What keeps her in this ministry, she said, is “just my desire to spread the good news, spread the Gospel.”
“Just knowing Jesus Christ has changed my life, right? And having the church as a vehicle, with all the sacraments,” she continued. “I think it’s a natural thing for me to say, ‘C’mon everybody, you’ve got to get to know the Lord, the Church is still a voice in the wilderness, calling us to straighten our path to the Lord. We’re going to heaven, eventually, and the Church is the straightest way to get there.’ I believe that 100 percent.”
For Bermpohl, it was her work at the high school and college that sealed the deal for her.
“I saw so many women who had abortions in college or in high school — as young as 16. One came up to me: ‘It was devastating. It was devastating.’ You see the look on their face. ‘He forgives, he forgives.’ ‘I can’t forgive myself.’ ‘Yes, he will, all you have to do is turn to him and you’re forgiven,'” she said, recalling their conversation.

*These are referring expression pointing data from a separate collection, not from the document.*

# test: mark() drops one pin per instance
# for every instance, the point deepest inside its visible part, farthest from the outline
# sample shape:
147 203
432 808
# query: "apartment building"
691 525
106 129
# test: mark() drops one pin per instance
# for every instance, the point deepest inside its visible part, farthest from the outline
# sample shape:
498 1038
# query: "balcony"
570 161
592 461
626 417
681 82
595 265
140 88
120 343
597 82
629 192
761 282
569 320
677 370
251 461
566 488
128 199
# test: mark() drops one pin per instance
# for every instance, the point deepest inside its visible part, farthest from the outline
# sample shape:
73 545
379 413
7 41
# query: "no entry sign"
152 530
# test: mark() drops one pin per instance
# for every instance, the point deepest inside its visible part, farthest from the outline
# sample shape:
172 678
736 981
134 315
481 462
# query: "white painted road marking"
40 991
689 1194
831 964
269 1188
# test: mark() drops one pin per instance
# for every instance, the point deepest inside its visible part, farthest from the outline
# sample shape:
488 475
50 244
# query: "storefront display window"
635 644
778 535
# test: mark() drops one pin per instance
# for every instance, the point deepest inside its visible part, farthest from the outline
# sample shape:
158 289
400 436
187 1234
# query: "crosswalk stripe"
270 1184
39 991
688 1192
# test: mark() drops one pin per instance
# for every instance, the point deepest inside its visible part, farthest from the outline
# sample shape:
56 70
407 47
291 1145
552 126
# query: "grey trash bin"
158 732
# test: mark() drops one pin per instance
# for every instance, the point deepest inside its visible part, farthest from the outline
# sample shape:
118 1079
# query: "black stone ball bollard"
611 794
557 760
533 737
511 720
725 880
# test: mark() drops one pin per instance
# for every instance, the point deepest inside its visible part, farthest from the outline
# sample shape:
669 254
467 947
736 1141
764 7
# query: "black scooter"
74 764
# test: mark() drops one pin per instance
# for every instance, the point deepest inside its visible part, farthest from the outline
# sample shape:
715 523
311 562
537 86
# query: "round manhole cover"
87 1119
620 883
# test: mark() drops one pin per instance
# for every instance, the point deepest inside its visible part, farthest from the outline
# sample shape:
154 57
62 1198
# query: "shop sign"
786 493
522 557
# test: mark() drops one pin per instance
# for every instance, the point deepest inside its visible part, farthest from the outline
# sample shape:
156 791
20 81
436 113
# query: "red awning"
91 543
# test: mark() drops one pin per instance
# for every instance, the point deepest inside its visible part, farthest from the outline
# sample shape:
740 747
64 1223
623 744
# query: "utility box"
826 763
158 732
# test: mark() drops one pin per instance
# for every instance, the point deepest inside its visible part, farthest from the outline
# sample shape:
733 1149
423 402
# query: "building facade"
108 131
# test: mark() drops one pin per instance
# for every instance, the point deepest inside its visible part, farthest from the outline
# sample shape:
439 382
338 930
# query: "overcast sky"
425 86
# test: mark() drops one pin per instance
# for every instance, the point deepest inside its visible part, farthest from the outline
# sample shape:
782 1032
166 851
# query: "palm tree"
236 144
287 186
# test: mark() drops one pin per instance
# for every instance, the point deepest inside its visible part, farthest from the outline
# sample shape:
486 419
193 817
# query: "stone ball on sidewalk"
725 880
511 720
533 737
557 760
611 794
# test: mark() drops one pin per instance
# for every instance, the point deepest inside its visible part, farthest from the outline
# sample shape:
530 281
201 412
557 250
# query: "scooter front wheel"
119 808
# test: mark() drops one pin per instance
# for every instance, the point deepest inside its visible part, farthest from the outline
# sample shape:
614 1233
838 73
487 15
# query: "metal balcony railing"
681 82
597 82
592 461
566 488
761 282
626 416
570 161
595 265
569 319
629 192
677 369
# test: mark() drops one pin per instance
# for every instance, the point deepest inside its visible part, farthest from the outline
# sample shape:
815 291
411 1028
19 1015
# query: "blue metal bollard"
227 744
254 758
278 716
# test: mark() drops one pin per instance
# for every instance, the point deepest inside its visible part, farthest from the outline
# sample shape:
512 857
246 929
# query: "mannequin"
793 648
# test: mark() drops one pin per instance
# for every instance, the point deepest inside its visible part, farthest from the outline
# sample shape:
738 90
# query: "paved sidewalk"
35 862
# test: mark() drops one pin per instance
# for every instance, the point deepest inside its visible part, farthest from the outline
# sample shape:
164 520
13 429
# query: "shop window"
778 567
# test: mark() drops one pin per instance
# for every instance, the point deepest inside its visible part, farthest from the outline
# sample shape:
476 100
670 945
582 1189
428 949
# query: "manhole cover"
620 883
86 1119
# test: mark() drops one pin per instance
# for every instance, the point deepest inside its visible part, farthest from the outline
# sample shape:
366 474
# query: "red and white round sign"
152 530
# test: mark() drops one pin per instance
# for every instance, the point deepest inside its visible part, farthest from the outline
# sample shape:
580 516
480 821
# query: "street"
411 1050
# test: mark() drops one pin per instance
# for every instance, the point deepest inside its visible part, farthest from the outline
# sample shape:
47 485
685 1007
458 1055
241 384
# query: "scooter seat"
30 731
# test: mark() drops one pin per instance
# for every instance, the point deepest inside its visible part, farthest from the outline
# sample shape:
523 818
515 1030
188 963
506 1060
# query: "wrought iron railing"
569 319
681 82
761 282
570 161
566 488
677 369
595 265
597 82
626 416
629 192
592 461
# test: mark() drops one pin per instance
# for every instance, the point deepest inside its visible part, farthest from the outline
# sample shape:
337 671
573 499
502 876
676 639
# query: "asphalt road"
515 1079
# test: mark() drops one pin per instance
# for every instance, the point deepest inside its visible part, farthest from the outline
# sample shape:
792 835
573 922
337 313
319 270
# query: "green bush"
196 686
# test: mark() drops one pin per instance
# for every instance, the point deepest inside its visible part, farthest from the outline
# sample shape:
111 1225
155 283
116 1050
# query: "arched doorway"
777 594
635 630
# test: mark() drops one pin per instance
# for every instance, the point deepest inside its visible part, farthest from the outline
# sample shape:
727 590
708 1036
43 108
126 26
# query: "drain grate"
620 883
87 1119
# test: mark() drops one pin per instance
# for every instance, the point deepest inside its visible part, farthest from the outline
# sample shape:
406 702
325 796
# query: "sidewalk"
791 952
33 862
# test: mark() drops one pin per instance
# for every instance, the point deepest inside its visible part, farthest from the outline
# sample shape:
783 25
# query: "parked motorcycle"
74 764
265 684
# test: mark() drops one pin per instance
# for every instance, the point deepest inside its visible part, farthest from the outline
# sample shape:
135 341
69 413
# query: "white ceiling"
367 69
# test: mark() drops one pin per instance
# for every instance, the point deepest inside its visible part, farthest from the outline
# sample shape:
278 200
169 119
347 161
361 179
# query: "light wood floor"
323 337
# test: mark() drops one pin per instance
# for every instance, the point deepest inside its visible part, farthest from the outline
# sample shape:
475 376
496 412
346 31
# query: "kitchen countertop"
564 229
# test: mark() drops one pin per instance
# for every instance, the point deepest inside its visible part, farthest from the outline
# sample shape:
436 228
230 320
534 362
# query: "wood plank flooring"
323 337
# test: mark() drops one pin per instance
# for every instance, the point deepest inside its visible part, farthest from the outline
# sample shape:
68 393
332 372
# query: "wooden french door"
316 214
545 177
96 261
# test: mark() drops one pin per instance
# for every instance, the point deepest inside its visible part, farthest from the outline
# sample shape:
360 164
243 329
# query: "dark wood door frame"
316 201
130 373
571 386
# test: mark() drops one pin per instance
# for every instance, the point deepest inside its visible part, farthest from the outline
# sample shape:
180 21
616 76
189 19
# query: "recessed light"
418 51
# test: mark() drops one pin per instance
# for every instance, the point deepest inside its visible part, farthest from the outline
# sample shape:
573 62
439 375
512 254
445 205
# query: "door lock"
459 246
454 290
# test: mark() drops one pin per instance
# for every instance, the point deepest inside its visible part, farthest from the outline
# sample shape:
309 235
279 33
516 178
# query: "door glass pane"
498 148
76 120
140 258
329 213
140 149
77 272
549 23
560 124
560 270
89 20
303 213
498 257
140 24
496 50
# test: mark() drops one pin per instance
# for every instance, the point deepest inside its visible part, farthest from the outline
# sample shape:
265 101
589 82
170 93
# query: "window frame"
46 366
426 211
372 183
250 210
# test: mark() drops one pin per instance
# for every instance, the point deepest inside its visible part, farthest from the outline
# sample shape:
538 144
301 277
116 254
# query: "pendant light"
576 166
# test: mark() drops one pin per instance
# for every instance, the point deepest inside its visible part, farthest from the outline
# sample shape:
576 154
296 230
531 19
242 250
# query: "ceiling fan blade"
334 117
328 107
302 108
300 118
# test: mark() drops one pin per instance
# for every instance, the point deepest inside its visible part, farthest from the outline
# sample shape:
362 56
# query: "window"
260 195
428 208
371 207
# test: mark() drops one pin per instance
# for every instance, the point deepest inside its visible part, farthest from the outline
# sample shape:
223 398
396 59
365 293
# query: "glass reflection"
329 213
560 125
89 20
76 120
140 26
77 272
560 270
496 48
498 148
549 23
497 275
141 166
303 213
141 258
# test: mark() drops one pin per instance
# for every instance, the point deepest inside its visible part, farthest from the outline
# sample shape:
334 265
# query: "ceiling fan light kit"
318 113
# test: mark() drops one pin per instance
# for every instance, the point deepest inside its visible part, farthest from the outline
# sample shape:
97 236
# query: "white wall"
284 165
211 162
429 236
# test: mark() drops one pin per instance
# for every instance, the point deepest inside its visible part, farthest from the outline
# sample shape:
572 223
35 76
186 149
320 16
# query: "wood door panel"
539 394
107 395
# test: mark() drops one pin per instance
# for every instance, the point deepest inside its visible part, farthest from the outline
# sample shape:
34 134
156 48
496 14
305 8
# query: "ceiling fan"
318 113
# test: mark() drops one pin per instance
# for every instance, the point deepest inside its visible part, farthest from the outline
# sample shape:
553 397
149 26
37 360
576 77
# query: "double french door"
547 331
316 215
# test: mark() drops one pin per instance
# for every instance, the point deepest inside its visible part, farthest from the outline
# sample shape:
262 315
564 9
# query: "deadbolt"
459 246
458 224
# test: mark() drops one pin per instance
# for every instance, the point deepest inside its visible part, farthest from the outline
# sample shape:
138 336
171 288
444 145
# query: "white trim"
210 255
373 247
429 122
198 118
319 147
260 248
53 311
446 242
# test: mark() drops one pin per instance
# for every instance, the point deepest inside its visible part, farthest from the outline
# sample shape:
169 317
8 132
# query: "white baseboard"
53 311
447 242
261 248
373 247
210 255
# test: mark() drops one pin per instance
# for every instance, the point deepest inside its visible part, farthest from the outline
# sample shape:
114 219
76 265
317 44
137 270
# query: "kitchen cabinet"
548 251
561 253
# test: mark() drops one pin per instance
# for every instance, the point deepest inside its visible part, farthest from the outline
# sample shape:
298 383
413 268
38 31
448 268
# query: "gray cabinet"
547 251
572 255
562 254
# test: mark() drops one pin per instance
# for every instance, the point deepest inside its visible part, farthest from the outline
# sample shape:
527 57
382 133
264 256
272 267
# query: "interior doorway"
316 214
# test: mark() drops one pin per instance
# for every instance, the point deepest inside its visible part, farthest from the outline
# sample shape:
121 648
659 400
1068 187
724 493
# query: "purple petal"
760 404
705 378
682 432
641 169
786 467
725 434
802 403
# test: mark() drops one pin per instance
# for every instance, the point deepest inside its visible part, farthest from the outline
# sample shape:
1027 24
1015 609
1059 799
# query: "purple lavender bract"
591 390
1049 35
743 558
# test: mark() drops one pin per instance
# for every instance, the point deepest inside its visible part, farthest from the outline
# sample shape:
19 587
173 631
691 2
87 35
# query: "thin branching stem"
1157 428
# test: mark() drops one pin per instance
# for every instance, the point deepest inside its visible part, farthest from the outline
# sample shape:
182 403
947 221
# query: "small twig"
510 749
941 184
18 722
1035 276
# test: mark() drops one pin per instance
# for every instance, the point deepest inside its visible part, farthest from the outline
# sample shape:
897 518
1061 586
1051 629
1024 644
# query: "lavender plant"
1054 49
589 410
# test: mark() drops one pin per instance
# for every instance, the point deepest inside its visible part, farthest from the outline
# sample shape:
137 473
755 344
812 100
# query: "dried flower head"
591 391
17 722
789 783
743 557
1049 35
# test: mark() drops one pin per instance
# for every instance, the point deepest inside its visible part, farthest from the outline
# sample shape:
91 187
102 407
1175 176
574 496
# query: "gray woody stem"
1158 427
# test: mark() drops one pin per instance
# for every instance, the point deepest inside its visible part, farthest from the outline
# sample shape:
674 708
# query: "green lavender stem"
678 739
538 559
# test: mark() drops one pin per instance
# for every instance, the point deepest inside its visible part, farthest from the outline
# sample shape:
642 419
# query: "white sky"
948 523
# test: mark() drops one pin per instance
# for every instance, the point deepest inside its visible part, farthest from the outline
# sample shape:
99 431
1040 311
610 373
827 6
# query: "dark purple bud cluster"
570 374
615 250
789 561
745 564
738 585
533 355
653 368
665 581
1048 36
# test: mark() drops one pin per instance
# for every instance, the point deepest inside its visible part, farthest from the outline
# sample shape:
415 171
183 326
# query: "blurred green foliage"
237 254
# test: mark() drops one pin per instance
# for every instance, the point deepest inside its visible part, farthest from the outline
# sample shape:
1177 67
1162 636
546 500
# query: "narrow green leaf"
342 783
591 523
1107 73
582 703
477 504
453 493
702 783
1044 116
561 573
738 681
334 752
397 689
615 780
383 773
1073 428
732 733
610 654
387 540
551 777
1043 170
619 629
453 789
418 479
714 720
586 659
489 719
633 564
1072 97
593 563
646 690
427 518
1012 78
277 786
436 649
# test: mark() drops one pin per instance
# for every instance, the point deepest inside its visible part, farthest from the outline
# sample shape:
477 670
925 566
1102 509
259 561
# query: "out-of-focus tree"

“It’s really kind of powerful, being able to be a catalyst. It’s just a privileged position when someone’s so broken and so wounded, to be able to say, ‘Let me show you the way,'” Bermpohl said. She recalled one woman who came on a post-abortion retreat. “She can’t even look up. At the end of her post-abortion healing, she’s like a new person,” she said. “She’s free. And that really is the message of freedom. You’re free. You’re not chained by sin.”
Bermpohl, though, continues to worry about the culture. “Human sexuality is the action God chose to bring human beings into this world, and it’s treated as an extracurricular activity,” she said. “And until we get to say that there’s something sacred here, something profound here, I don’t know if we can change the culture.”
That “dark night of the soul” feeling is not uncommon to those in pro-life ministry. “I think all of us have” felt it, said Kristan Hawkins, founder of Students for Life. She likened it to “trying to swim to the top of the pool and people are trying to dump more water on you.” She said faith gets one through those rough spots.
Hawkins — no longer a student herself; she founded Students for Life in 2006, a year or so after her college days ended — is busy in the run-up to the March for Life, as are most people engaged in pro-life ministry. Her organization’s national conference takes place the day after the march. “We distribute thousands and thousands of signs” for the march itself, she told CNS. Then she flies to San Francisco for the annual Walk for Life West Coast in that city, followed by another conference.
She got her start in pro-life activity at age 15, when she said yes to a request from a friend at her church to volunteer that summer at a pregnancy resources center. After that experience, Hawkins said, “it got put on my heart that I needed to do more.”
She started a pro-life group at her high school in West Virginia and at her college. Hawkins said she couldn’t find a pro-life faculty member to sponsor the group, but a professor who was not pro-life sponsored the club; he “didn’t agree, but he thought we should have the right to form a pro-life group on campus.” She said she got known as “the pro-life girl” at school.
These days, “my husband is a great source of support. I can go home at the end of the day and talk about things,” Hawkins said. “My oldest child was born with cystic fibrosis. I have four children, and two were born with CF. In a way, it’s been a huge help in my professional life — keeping things prioritized, keeping things balanced.”
Hawkins added, “We struggle with burnout in the pro-life movement — a lot of people in the pro-life movement. We want to do better and we want to win it. God has put this on my heart. This is something I was specifically called to do, and I want to see it through.”